Dank zahlreicher Spenden besitzt fast jeder Flüchtling ein Fahrrad. Das bedeutet aber noch lange nicht, dass er damit auch sicher umgehen kann. Mit wackeligem Fahrstil, Unsicherheit und Unwissenheit über die Verkehrsregeln ist es schnell passiert.

Das parkende Auto am Straßenrad hat einen Kratzer oder der Fußgänger am Zebrastreifen wird angefahren, stürzt und muss im Krankenhaus behandelt werden. Als Unfallverursacher keine angenehme Situation, auch wenn man für den entstandenen Schaden nicht selbst aufkommen muss, sondern die Haftpflichtversicherung greift.

Bei Flüchtlingen schaut die Situation da anders aus. „Allgemeine Versicherungen nehmen Asylbewerber nicht auf“, solange ihr Bleiberecht nicht bestätigt ist, berichtet Hannah Reuter, Pressesprecherin des Landratsamts Erlangen-Höchstadt. Im Landkreis ist ihr ein Fall bekannt, bei dem einem Flüchtling der Abschluss einer Versicherung versagt wurde.

Die geschädigte Person kann zivilrechtlich gegen den Verursacher vorgehen und Anzeige erstatten. Hat derjenige aber nicht die notwendigen finanziellen Möglichkeiten, um den Schaden aus eigener Tasche zu bezahlen, „ist das halt dann die Schwierigkeit“, so die Pressesprecherin.

Einem Asylbewerber stehen monatlich 352 Euro Sozialleistungen zur Verfügung. Dass davon eine Werkstattrechnung oder eine Krankenhausbehandlung finanziert werden kann, ist unwahrscheinlich. Die Frage, wer für die anfallenden Kosten aufkommt, kann Hannah Reuter nicht beantworten.

Auch Christofer Zwanzig, Pressesprecher der Stadt Erlangen, ist überfragt und verweist an die Regierung Mittelfranken, deren Aufgabe es sei, die Flüchtlingsbetreuung zu regeln. In Ansbach jedoch herrscht ebenfalls Ratlosigkeit, aber das Sozialministerium in München müsse da mehr wissen.

Kommune ist nicht zuständig - doch wer dann?

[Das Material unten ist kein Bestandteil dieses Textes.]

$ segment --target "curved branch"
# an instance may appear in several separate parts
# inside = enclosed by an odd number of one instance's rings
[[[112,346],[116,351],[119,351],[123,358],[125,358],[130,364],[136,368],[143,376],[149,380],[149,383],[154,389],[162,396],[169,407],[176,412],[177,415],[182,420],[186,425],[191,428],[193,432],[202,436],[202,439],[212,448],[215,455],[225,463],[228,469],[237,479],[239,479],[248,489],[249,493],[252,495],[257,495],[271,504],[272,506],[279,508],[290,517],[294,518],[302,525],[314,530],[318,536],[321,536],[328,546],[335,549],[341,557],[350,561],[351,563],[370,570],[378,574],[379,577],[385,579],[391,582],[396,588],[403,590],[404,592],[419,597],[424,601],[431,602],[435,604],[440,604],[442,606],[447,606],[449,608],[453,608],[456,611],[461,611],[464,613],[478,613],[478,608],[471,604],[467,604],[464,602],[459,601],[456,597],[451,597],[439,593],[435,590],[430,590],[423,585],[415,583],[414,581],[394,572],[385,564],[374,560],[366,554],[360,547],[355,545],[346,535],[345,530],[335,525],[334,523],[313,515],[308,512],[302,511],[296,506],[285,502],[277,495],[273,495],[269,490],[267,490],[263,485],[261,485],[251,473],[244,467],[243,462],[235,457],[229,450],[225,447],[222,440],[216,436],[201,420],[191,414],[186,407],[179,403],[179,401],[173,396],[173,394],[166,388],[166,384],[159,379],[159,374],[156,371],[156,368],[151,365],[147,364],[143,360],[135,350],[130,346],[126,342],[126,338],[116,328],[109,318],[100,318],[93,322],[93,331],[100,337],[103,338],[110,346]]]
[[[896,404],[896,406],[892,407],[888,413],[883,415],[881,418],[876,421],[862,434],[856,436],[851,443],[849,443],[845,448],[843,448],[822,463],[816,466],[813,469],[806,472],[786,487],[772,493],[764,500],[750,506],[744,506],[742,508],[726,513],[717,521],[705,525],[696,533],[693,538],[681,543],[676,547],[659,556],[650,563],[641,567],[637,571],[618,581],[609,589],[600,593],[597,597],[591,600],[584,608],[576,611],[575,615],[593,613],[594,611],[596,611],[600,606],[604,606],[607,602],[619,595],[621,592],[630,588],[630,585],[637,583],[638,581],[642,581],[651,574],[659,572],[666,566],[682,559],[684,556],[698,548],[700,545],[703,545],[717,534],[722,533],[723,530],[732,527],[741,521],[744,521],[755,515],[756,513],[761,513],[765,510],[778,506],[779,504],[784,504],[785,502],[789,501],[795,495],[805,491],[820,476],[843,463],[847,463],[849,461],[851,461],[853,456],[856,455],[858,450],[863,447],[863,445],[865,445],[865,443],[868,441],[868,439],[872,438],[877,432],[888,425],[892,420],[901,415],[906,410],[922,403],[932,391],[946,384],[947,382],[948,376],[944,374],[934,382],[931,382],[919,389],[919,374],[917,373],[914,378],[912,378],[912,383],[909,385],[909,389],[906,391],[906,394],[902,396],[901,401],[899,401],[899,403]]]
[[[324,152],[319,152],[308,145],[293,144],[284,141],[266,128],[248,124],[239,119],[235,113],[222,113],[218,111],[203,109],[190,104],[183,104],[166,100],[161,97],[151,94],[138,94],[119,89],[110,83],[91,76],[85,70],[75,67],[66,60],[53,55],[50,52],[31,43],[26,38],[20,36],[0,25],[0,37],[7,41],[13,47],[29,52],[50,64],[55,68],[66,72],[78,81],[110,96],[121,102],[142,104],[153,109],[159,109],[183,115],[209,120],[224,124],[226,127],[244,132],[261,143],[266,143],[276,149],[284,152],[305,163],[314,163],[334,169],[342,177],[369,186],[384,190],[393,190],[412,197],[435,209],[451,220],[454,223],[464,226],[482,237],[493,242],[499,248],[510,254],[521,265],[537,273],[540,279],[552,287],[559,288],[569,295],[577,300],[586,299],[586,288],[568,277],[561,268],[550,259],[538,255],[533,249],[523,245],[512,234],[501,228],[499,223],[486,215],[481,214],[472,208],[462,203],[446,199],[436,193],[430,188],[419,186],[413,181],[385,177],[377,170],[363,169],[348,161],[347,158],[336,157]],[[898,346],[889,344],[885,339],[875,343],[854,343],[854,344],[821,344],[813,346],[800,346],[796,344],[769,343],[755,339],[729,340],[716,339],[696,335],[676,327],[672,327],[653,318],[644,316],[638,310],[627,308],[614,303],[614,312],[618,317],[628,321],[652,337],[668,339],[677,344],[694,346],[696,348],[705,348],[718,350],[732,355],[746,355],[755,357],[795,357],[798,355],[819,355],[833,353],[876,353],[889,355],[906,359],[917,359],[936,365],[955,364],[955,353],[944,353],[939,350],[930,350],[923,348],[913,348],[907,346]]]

Mehr wissen die Zuständigen im Bayerischen Staatsministerium für Arbeit und Soziales, Familie und Integration allerdings auch nicht wirklich. Stellvertretende Pressesprecherin Heike Baumann berichtet, dass beim Schadensersatz keine Besonderheit für Asylbewerber gilt.

Wer in Deutschland „einen Schaden schuldhaft verursacht“, muss diesen auch begleichen. Der Abschluss einer Haftpflichtversicherung ist nicht verpflichtet, auch für den deutschen Staatsbürger nicht. Bei 30 Prozent der deutschen Bevölkerung besteht, laut Baumann, kein ausreichender Versicherungsschutz.

Kann der Verursacher nicht für den Schaden aufkommen, besteht weder für Staat noch Kommunen „eine subsidiäre Einstandspflicht“. Das Asylbewerberleistungsgesetz regelt die Leistungen für Asylbewerber auf Bundesebene. Eine Absicherung des Haftpflichtrisikos gehört nicht dazu. Ist der Antrag auf Bleiberecht genehmigt, können Flüchtlinge aus eigenen Mitteln eine Versicherung abschließen.

Und wer bezahlt jetzt den Schaden am verkratzten Fahrzeug? Asylbewerber verfügen nicht über die finanziellen Mittel, um die Reparatur aus eigener Tasche zu bezahlen und der Staat und die Kommunen sind nicht zur Kostenübernahme verpflichtet. Tja, Pech gehabt, bestätigt auch das Bayerische Staatsministerium für Justiz: Man bleibt als Geschädigter auf den Kosten sitzen.